United States v. Rodriguez, 406 F.3d at 1286-89 (footnotes omitted).
—As I understand the Government’s position, a sentence in the middle of the Guidelines sentence range is presumptively harmless. How the Government can say this — when the district court had absolutely no idea that the model it should have been using rendered the Guidelines advisory and, moreover, gave it, instead of the Sentencing Commission, the ultimate responsibility for assessing the “need” for Glover’s sentences to achieve the sentencing purposes set out in 18 U.S.C. § 3553(a)(2)(A),(B),(C), or (D) — escapes me. Was the district court clairvoyant? Of course not. This is why the court expressed no view as to the need for Glover’s sentences to provide just punishment, or to deter the public from committing the same offenses, or to incapacitate Glover to keep him from committing further criminal acts. What the court would have done had it understood that the Guidelines were merely advisory and that it was “free to disregard them,” as Justice Scalia expressed it, could not be known without putting the court under oath and having it guess at what the sentencing hearing may have looked like had the parties used the post-Booker model.
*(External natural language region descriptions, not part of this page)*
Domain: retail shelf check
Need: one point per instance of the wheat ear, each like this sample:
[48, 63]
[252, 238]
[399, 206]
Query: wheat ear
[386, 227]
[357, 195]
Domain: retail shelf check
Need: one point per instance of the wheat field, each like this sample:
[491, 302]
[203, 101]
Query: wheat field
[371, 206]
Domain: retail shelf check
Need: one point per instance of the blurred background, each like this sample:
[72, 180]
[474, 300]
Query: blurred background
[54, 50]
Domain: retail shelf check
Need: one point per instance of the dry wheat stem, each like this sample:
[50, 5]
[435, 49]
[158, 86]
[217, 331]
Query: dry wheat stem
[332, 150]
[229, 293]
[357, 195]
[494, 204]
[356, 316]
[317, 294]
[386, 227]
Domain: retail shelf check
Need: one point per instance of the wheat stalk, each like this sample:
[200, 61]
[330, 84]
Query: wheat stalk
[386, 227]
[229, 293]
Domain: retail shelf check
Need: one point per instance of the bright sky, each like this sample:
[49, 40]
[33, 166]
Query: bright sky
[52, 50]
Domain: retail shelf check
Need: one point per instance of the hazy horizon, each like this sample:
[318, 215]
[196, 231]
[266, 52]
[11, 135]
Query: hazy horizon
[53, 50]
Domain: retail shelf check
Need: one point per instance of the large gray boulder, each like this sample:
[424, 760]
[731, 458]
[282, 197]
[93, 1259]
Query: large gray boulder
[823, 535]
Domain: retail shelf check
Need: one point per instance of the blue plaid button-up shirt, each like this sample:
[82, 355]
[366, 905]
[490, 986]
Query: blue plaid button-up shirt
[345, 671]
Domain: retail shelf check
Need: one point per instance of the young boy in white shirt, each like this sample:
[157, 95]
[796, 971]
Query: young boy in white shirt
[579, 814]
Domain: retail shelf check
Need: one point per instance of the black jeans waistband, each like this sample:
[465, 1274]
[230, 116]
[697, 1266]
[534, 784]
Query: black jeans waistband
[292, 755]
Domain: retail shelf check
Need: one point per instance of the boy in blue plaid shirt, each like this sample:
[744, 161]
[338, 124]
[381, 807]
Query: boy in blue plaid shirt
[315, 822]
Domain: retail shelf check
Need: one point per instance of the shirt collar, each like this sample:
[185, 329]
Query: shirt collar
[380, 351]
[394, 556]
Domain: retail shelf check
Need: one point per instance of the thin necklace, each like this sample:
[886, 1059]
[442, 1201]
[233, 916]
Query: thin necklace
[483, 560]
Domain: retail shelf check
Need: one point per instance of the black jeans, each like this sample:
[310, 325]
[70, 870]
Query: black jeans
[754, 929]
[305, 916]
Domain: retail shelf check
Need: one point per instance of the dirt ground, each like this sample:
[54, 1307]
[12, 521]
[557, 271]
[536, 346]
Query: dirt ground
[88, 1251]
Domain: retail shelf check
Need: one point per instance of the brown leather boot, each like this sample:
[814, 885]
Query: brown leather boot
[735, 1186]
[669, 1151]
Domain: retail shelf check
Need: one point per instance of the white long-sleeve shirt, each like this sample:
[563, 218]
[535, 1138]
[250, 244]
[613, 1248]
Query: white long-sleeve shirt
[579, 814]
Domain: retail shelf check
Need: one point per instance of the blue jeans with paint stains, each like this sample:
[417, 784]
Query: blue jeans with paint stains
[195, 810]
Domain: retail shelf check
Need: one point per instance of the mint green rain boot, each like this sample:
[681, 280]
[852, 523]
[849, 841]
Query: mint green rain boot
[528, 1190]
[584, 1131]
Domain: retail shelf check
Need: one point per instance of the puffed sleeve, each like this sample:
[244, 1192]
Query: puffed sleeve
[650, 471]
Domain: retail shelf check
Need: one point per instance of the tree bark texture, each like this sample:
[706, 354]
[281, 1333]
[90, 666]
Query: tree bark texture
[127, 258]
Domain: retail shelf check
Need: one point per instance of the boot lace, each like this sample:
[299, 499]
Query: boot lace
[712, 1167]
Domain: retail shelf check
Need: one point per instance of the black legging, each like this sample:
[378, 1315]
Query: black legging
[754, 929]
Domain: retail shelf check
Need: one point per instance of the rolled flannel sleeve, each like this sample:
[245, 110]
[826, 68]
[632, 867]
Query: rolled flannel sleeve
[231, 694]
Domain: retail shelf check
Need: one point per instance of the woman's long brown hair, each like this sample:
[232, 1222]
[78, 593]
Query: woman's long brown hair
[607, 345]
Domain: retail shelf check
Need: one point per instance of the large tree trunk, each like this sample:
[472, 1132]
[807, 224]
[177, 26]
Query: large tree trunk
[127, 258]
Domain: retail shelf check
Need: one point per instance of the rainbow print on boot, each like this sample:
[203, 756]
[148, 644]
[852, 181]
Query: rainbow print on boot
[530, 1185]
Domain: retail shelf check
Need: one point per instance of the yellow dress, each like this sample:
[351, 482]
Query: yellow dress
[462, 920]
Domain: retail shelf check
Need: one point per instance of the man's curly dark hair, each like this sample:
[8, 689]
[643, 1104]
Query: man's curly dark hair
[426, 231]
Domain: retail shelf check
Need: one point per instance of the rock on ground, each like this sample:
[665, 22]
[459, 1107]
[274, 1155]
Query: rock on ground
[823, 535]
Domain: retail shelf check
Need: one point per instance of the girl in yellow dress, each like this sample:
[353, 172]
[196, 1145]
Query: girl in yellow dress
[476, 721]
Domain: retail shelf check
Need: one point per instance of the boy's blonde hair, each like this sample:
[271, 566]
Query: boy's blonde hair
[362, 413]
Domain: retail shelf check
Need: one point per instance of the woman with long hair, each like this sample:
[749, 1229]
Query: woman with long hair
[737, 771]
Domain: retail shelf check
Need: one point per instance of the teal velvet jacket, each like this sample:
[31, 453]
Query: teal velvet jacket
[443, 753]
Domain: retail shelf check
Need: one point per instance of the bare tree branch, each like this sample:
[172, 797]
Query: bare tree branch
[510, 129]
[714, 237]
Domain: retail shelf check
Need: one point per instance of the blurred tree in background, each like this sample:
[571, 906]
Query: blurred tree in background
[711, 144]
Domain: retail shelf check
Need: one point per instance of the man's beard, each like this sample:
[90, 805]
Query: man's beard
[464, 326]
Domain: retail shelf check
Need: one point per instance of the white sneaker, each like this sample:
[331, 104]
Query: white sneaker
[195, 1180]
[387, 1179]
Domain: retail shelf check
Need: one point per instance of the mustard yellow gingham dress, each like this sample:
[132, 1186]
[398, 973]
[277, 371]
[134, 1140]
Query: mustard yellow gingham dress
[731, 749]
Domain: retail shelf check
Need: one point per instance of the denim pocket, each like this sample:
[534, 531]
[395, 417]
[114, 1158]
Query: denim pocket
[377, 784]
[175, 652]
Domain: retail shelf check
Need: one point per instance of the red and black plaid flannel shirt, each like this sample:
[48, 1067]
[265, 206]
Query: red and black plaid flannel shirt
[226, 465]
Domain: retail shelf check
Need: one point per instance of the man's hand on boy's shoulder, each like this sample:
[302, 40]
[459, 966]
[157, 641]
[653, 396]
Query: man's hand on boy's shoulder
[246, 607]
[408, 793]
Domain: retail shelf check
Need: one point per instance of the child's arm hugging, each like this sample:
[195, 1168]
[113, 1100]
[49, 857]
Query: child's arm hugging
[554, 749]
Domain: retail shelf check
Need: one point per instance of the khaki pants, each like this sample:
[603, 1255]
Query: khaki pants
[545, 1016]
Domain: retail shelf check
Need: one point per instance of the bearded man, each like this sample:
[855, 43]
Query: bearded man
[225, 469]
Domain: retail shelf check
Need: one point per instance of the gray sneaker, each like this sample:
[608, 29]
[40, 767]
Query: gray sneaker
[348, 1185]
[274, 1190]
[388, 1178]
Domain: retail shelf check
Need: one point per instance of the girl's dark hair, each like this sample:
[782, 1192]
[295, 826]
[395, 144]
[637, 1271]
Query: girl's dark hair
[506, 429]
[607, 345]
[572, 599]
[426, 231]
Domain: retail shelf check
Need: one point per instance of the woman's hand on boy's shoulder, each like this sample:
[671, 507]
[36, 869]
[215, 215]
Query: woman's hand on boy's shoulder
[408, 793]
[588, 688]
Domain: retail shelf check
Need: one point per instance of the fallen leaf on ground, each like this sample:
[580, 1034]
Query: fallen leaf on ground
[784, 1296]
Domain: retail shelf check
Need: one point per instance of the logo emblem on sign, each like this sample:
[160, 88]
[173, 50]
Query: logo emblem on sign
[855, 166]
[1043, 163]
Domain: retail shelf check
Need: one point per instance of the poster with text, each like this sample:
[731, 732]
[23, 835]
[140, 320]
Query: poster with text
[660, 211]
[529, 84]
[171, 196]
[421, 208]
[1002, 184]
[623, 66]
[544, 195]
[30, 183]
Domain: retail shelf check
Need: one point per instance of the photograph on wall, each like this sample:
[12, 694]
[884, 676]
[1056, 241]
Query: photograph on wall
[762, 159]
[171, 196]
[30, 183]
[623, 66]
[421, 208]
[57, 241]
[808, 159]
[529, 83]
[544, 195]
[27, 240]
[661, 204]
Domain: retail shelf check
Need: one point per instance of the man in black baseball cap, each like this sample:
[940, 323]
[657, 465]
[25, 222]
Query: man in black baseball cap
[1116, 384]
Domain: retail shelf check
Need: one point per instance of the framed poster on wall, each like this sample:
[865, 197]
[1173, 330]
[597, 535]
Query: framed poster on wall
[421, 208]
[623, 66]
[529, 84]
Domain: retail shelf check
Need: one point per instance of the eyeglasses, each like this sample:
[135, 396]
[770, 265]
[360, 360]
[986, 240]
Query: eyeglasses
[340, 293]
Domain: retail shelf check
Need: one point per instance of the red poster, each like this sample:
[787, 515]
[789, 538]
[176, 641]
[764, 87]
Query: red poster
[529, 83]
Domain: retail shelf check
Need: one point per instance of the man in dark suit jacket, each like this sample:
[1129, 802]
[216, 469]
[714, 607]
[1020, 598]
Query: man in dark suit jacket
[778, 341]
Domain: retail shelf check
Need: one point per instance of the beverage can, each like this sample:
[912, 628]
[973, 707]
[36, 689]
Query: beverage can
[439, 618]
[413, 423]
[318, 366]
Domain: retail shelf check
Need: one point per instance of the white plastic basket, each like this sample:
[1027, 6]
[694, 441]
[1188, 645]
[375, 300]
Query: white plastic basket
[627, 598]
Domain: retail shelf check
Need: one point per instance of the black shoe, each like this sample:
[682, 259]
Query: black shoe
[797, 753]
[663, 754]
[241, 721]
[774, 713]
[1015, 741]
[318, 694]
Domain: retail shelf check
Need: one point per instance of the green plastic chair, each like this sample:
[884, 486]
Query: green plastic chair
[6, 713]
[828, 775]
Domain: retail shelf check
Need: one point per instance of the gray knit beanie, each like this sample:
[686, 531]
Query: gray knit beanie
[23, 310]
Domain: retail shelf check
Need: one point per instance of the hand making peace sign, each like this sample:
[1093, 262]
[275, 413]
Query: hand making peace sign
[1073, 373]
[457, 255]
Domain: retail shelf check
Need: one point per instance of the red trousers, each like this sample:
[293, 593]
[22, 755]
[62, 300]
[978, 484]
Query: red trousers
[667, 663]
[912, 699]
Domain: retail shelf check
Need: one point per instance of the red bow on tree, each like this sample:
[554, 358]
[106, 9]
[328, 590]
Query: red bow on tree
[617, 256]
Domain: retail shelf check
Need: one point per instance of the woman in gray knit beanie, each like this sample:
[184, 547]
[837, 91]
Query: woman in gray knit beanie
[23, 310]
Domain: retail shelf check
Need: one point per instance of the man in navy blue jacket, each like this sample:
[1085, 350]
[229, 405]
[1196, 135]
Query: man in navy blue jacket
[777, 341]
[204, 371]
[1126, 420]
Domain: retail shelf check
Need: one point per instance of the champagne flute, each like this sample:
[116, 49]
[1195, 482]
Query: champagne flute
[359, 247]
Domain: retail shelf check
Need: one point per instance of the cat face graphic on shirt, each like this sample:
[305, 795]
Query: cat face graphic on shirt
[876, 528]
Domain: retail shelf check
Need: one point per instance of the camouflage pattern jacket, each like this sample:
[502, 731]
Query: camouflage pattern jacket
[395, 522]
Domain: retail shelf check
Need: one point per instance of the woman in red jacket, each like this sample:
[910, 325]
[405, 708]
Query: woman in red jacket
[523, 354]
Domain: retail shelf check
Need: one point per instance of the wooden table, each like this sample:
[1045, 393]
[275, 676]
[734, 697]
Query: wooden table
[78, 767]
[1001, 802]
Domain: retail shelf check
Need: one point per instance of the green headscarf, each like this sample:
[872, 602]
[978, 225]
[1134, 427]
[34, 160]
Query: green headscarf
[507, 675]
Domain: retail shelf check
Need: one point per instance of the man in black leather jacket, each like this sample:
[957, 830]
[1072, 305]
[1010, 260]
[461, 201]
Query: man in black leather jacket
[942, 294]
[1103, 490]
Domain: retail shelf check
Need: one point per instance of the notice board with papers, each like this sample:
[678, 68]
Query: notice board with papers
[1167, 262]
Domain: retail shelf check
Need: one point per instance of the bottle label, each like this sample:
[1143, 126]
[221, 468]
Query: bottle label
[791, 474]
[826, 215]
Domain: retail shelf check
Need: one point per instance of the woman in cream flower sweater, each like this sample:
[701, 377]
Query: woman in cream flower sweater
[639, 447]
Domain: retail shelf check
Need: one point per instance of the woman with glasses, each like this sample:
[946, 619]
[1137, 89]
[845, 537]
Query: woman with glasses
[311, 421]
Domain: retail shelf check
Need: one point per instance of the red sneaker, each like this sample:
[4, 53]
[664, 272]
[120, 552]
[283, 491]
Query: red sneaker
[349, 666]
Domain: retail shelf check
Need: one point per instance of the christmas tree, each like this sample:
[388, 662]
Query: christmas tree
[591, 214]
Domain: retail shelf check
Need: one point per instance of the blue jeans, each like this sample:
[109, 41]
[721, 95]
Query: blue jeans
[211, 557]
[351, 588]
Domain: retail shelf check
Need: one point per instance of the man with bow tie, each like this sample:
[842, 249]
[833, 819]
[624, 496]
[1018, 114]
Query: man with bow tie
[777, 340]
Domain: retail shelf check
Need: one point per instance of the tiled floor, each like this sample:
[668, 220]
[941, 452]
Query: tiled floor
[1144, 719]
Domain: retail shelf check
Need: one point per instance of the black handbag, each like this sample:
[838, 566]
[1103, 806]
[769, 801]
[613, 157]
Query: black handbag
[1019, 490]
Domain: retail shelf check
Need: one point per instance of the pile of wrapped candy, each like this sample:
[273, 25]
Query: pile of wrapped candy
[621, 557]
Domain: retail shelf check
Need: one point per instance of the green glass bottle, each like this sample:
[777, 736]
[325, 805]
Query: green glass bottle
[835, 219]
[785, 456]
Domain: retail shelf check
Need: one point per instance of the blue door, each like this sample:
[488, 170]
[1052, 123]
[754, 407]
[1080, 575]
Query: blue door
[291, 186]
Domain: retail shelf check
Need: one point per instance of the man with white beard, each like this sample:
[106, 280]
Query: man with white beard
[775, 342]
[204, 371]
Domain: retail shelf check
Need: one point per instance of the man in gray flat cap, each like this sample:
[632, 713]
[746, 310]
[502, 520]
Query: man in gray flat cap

Such speculation would necessarily involve an imagined debate, possibly with or possibly without the introduction of empirical evidence, regarding the wisdom of accepting Sentencing Commission judgment calls made years ago as to the “need” of the sentences in Glover’s case to achieve the objectives set out in § 3553(a)(2).
Where I come down is this. Except in the rarest of cases — say a case in which a statutory mandatory minimum sentence controls or highly influences the court’s decision or the court indicates that it fully understands, pre-Booker, the post-Booker model — we can do nothing but guess whether the Booker statutory error is harmless.